Mais l’expansion des bactéries ne s’est pas terminée là. Elles ont ensuite voyagé aux quatre coins du monde, s’insérant dans les interstices de tous les écosystèmes, incluant les plus hostiles. Ces minuscules globetrotters ont développé des manières de se parler entre elles, même sur de longues distances. « En théorie, un signal émis par des bactéries dans les eaux autour du pôle Sud pourrait voyager presque instantanément vers des bactéries dans les eaux autour du pôle Nord », explique Predrag Slijepcevic.
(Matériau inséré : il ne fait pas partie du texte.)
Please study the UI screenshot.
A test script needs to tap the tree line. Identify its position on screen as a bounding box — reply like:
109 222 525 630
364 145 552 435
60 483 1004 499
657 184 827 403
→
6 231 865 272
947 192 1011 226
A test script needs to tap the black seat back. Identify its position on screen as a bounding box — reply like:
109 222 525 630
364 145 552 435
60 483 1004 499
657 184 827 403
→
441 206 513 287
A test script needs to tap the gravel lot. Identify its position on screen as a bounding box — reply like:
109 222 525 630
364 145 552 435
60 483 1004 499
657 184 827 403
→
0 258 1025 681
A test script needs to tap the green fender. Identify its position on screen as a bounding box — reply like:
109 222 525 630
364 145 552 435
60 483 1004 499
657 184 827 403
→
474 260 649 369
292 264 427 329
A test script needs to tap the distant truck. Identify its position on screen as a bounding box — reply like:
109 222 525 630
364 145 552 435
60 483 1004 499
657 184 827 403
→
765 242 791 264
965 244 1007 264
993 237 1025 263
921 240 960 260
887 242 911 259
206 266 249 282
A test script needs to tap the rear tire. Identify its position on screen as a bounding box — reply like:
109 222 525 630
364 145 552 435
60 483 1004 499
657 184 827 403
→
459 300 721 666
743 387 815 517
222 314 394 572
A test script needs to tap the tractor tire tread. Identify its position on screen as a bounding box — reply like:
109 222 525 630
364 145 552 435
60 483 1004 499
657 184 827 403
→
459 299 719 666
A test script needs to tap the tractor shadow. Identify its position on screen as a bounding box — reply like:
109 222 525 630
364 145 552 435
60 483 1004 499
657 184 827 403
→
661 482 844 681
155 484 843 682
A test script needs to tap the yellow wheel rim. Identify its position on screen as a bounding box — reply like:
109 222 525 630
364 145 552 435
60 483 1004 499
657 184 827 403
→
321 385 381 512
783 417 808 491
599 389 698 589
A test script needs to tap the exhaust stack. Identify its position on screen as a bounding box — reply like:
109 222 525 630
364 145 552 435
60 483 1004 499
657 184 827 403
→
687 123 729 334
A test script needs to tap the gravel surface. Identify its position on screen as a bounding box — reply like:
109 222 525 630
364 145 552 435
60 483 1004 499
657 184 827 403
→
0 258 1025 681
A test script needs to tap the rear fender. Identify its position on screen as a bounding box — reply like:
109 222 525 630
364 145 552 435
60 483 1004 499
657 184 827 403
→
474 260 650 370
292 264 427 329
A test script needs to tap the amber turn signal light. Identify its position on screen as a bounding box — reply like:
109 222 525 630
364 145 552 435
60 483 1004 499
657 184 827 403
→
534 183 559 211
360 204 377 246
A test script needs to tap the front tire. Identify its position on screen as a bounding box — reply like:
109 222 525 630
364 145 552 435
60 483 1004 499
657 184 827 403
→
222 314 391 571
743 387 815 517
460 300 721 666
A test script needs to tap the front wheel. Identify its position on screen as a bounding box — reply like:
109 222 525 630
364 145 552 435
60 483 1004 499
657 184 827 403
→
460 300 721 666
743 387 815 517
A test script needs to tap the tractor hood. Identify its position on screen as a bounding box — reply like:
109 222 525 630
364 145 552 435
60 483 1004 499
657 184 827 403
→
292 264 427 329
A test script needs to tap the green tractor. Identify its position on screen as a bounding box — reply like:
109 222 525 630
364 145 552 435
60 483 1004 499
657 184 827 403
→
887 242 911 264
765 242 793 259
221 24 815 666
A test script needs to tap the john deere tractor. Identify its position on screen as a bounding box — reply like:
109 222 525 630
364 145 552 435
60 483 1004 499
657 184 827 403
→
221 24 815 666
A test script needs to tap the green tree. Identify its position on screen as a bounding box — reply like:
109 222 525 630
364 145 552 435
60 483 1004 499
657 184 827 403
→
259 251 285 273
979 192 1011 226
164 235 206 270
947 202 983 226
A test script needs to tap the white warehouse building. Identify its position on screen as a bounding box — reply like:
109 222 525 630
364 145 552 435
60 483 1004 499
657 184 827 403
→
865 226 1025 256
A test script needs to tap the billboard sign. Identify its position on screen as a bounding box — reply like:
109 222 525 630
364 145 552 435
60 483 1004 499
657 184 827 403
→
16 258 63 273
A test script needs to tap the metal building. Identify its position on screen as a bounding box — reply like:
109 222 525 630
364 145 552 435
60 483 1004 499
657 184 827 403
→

Contemplons un moment l’immensité de ces faits. Les bactéries couvrent l’entièreté de la planète — selon une étude parue en 2019 dans Nature Reviews Microbiology, elles seraient 1,2 quintillion, soit un 12 suivi de 29 zéros.. On en trouverait 400 billions sur chaque être humain, estime le biologiste; il y aurait donc, dans notre corps, autant de bactéries que de cellules nous appartenant. De quoi donner le vertige.
Toutes petites qu’elles soient, ces bactéries communiquent entre elles, votent, font des expérimentations génétiques et s’adaptent de façon astucieuse aux pressions de l’environnement. Elles se rassemblent aussi pour bâtir des « villes », que les expert·e·s appellent des « biofilms ». Cette capacité de se structurer fascine la microbiologiste Chloé Savard, connue sous le nom de Tardibabe sur les réseaux sociaux : « Ce sont des lieux où les bactéries peuvent se reproduire, se nourrir, vivre. Elles vont par exemple y établir des canaux pour les déchets. Ce sont des microsociétés. » Celles-ci se forment à divers endroits improbables: la plaque qui recouvre vos dents est un exemple de cet urbanisme.
En somme, les bactéries s’entraident. Inspirant, non ?
Une relation à sens unique ?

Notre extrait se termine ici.